Illiotibial Band Friction Syndrome
The Illiotibial band (ITB) runs along the lateral aspect of the thigh, formed by the tensor fascia lata and the gluteus maximus. It originates at the iliac crest and inserts into the lateral tibial condyle, crossing the hip and knee joints.
Illiotibial band friction syndrome (ITBFS) describes the phenomenon common to runners whereby the deep part of the ITB rubs against the lateral femoral epicondyle during knee movement. The ‘friction’ of the ITB against the bony femoral prominence causes pain that classically occurs during foot strike as this is the angle at which contact between the two structures occurs. It is the second most common injury sustained by runners, accounting for approximately 8% of presentations to sports medicine clinics and is more commonly seen in males.
The classic presentation of ITBFS is that of generalised ache over the lateral aspect of the knee, which is exacerbated by running, especially on downhill slopes.

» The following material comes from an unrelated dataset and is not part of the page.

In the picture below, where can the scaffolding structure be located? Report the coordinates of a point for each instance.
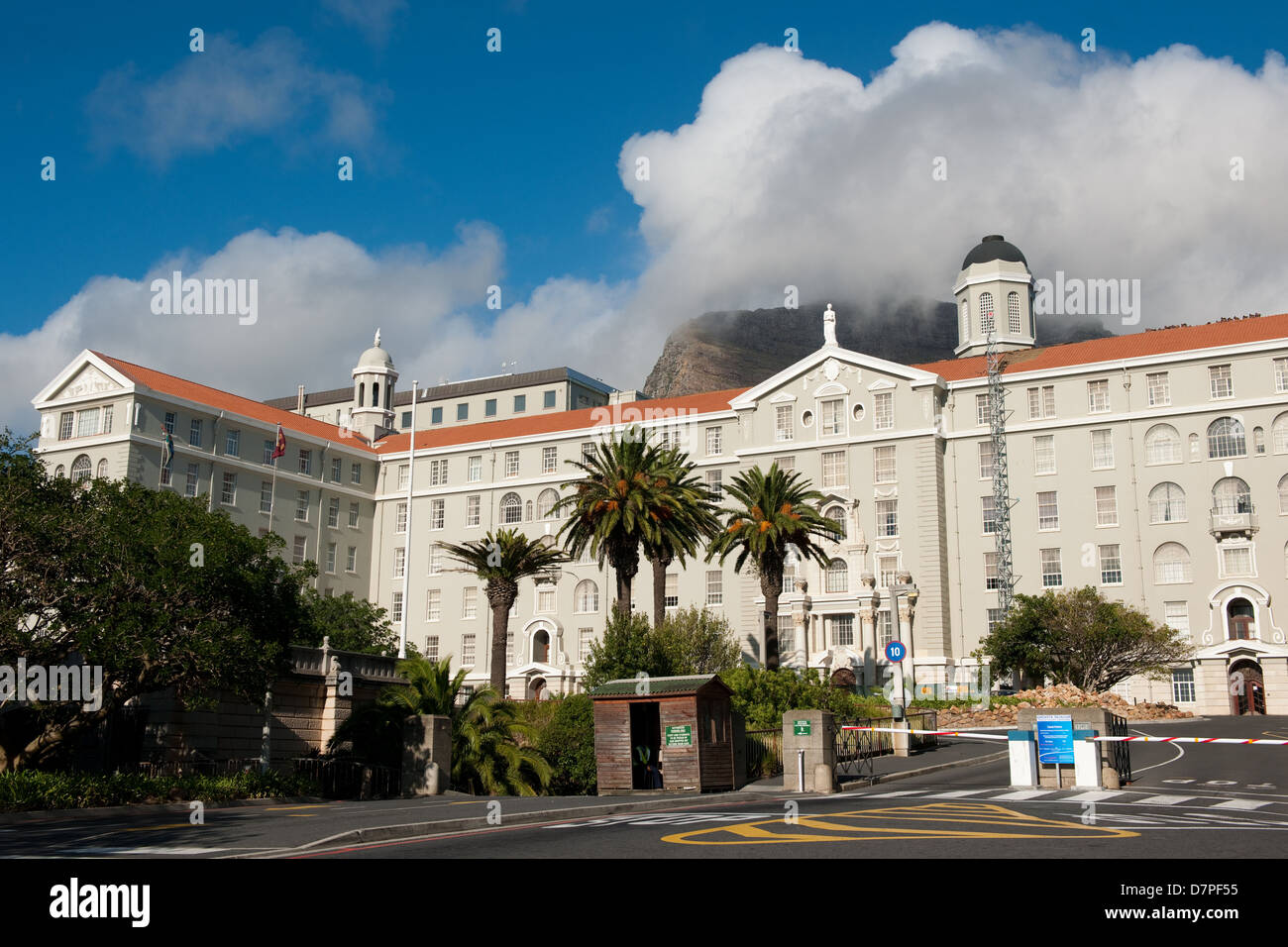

It commonly begins after a recent change in training intensity, with the onset of the pain typically occurring after a set duration or distance into a run.
On examination, the individual often has marked tenderness over the lateral epicondyle of the femur, found just above the lateral joint line of the knee. However, proximal discomfort may also be a feature. This discomfort is particularly obvious on examination after passive repeated flexion and extension of the knee at an angle of around 30º when the patient may describe a burning sensation.
Treatment relies on reducing the stimulus, which may involve adjusting frequency, intensity and type of training. Early management with ice and NSAIDs reduces local inflammation and a corticosteroid injection into the area between the ITB and the lateral femoral epicondyle may improve acute pain.
Biomechanical factors must be considered and corrected as many abnormalities can predispose to ITBFS. A genu varus deformity increases the tension of the ITB across the lateral femoral epicondyle and can be targeted during rehabilitation. Tightness of the ITB will also increase the tension at the knee, predisposing to ITBFS. Stretching of the ITB forms an integral part of the treatment, as well as self-massage, which can be performed on a foam roll.
There are several surgical procedures that may be used in unresponsive cases of ITBFS, aiming to excise the small area of the ITB that is abrading the lateral femoral epicondyle or removing the bony prominence itself. The surgical outcomes are usually favourable and commonly enable return to sport.